ਪਠ੍ਰਯੋ ਮਨੁਖ ਖਾਨ ਅਬ ਆਵੈ ॥
patthrayo manukh khaan ab aavai |

(Hij) stuurde een man (naar de Khan) dat de Khan nu zou komen

ਯਾਹਿ ਬ੍ਯਾਹਿ ਧਾਮ ਲੈ ਜਾਵੈ ॥੧੯॥
yaeh bayaeh dhaam lai jaavai |19|

En trouw ermee en neem het mee naar huis. 19.

ਸੈਨ ਸਹਿਤ ਮੂਰਖ ਤਹ ਗਯੋ ॥
sain sahit moorakh tah gayo |

De Dwaas (Khan) ging daarheen met het leger.

ਭੇਦ ਅਭੇਦ ਨ ਪਾਵਤ ਭਯੋ ॥
bhed abhed na paavat bhayo |

Bheed kon Abheed niet verstaan.

ਜਬ ਰਾਨੀ ਜਾਨ੍ਯੋ ਜੜ ਆਯੋ ॥
jab raanee jaanayo jarr aayo |

Toen de koningin wist dat de dwaas was gekomen,

ਦਾਰੂਅਹਿ ਤੁਰਤ ਪਲੀਤਾ ਦ੍ਰਯਾਯੋ ॥੨੦॥
daarooeh turat paleetaa drayaayo |20|

Dus (de koningin) plaatste het buskruit onmiddellijk. 20.

ਦੋਹਰਾ ॥
doharaa |

dubbel:

ਲਗੇ ਪਲੀਤਾ ਸੂਰ ਸਭ ਭ੍ਰਮੇ ਗਗਨ ਕੇ ਮਾਹਿ ॥
lage paleetaa soor sabh bhrame gagan ke maeh |

Alle krijgers begonnen zich in de lucht te bewegen (dwz vlogen naar de lucht) op het vuur.

ਉਡਿ ਉਡਿ ਪਰੈ ਸਮੁੰਦ੍ਰ ਮੈ ਬਚ੍ਯੋ ਏਕਊ ਨਾਹਿ ॥੨੧॥
audd udd parai samundr mai bachayo ekaoo naeh |21|

En zal vliegen en in de zee vallen.
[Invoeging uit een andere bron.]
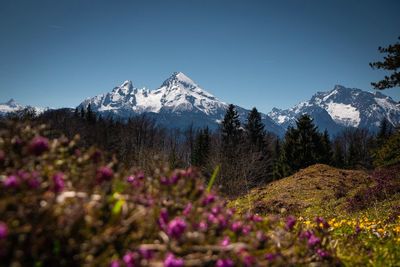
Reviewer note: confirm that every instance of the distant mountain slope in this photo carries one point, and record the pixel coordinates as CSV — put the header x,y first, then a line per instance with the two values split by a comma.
x,y
12,106
342,107
316,190
177,103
Er bleef zelfs niet één (van hen) over. 21.

ਇਹ ਚਰਿਤ੍ਰ ਇਨ ਚੰਚਲਾ ਲੀਨੋ ਦੇਸ ਬਚਾਇ ॥
eih charitr in chanchalaa leeno des bachaae |

Met dit karakter redde de vrouw haar land

ਜੈਨ ਖਾਨ ਸੂਰਨ ਸਹਿਤ ਇਹ ਬਿਧਿ ਦਯੋ ਉਡਾਇ ॥੨੨॥
jain khaan sooran sahit ih bidh dayo uddaae |22|

Jain Khan werd op deze manier samen met de krijgers weggeblazen. 22.

ਇਤਿ ਸ੍ਰੀ ਚਰਿਤ੍ਰ ਪਖ੍ਯਾਨੇ ਤ੍ਰਿਯਾ ਚਰਿਤ੍ਰੇ ਮੰਤ੍ਰੀ ਭੂਪ ਸੰਬਾਦੇ ਦੋਇ ਸੌ ਸਾਤ ਚਰਿਤ੍ਰ ਸਮਾਪਤਮ ਸਤੁ ਸੁਭਮ ਸਤੁ ॥੨੦੭॥੩੯੧੮॥ਅਫਜੂੰ॥
eit sree charitr pakhayaane triyaa charitre mantree bhoop sanbaade doe sau saat charitr samaapatam sat subham sat |207|3918|afajoon|

Hier eindigt het 207e hoofdstuk van Mantri Bhup Samvad van Tria Charitra van Sri Charitropakhyan, alles is veelbelovend. 207,3918. gaat door

ਦੋਹਰਾ ॥
doharaa |

dubbel:

ਏਕ ਰਾਵ ਕੀ ਪੁਤ੍ਰਿਕਾ ਅਟਪਲ ਦੇਵੀ ਨਾਮ ॥
ek raav kee putrikaa attapal devee naam |

De naam van een koningsdochter was Atpal Devi.